Comparing files across drives, across systems?

Kaitlyn · Dec 13, 2024

I am just finishing up moving my Windows setup over to Mac, and now have my ~4TB of files moved over. I ended up using a few different methods to move the content over, and a few of the methods failed during the process... so that was fun.

As of now I've used a combination of exposing the drives to the network share on both ends, and using FreeFileSync + Carbon Copy Cloner (on Win + Mac respectively) to compare them. And now I am at the point where their file sizes and timestamps are matching, nothing reported left to sync.

HOWEVER

Due to the huge volume of files transferred, the different methods, and some interrupted transfers... I'd really sleep a LOT better at night truly knowing the files are actually the same, copied over entirely... and not just some placeholder/representation of the file size?

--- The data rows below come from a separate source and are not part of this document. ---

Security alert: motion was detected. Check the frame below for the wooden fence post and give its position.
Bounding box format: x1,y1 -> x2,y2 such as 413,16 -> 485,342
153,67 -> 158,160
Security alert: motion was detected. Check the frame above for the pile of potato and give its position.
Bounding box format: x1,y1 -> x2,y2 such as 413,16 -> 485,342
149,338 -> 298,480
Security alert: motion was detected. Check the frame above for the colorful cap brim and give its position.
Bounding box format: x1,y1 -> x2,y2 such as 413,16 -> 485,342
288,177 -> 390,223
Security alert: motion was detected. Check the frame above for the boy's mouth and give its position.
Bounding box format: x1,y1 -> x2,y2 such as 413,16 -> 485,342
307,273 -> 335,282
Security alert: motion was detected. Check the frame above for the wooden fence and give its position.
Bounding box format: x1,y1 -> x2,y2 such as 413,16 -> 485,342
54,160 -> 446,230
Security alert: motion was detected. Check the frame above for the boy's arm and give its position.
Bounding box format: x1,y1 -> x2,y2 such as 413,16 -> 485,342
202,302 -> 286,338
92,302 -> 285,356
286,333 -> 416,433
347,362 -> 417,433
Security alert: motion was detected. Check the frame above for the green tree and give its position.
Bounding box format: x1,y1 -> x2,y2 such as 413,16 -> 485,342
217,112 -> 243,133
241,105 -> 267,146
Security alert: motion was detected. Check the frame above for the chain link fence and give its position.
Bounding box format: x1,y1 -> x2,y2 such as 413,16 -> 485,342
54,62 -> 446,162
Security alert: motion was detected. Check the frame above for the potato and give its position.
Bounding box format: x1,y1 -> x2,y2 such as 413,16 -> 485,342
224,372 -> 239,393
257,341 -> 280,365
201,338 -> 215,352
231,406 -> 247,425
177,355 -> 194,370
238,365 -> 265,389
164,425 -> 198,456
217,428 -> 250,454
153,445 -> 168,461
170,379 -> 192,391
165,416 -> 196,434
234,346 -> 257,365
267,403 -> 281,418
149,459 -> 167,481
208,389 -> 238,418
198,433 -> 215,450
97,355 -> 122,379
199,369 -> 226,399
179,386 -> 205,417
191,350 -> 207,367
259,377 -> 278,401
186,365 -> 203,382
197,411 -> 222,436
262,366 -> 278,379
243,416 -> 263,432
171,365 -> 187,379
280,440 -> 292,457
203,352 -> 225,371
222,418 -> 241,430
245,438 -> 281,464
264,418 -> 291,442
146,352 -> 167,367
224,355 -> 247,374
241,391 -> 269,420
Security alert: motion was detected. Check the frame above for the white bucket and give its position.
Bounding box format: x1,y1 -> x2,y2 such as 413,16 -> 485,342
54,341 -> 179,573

FreeFileSync on Windows looks like it has an option to compare FILE CONTENTS, but it's SUPER slow. I think it's basically grabbing each file off the mac across the network and hashing it... which is effectively doing the whole copy over again. Sidenote: It seems there's basically no difference from comparing "File contents" vs a hash of the contents? And given these are my files, that I've just copied across, I'd have to imagine even an md5 hash, with POSSIBLE collisions, is more than adequate?

Is there any way I can optimize this a bit more? Sort of like a Host<>Server setup where the Windows program can just ask the Mac for the hash of the file or something, rather than generating it remotely?

To be clear: I do not wish to SYNC anything anymore, as I have an expectation that is complete... and if not, I'd probably want ti look into it manually. But some output or visual comparison saying "these files are the same", "these files are NOT the same"

XiaoDeer · Dec 13, 2024

Kaitlyn said:
Is there any way I can optimize this a bit more? Sort of like a Host<>Server setup where the Windows program can just ask the Mac for the hash of the file or something, rather than generating it remotely?

That's certainly possible but somewhat complex to set up.

A simpler approach would involve running a program on each machine what would generate a simple file containing the filename and its corresponding MD5 for every file in the directory of interest.

Then compare the two files for any differences.

You would need to allow for the slightly different pathname formats/conventions and probably different ordering of the files.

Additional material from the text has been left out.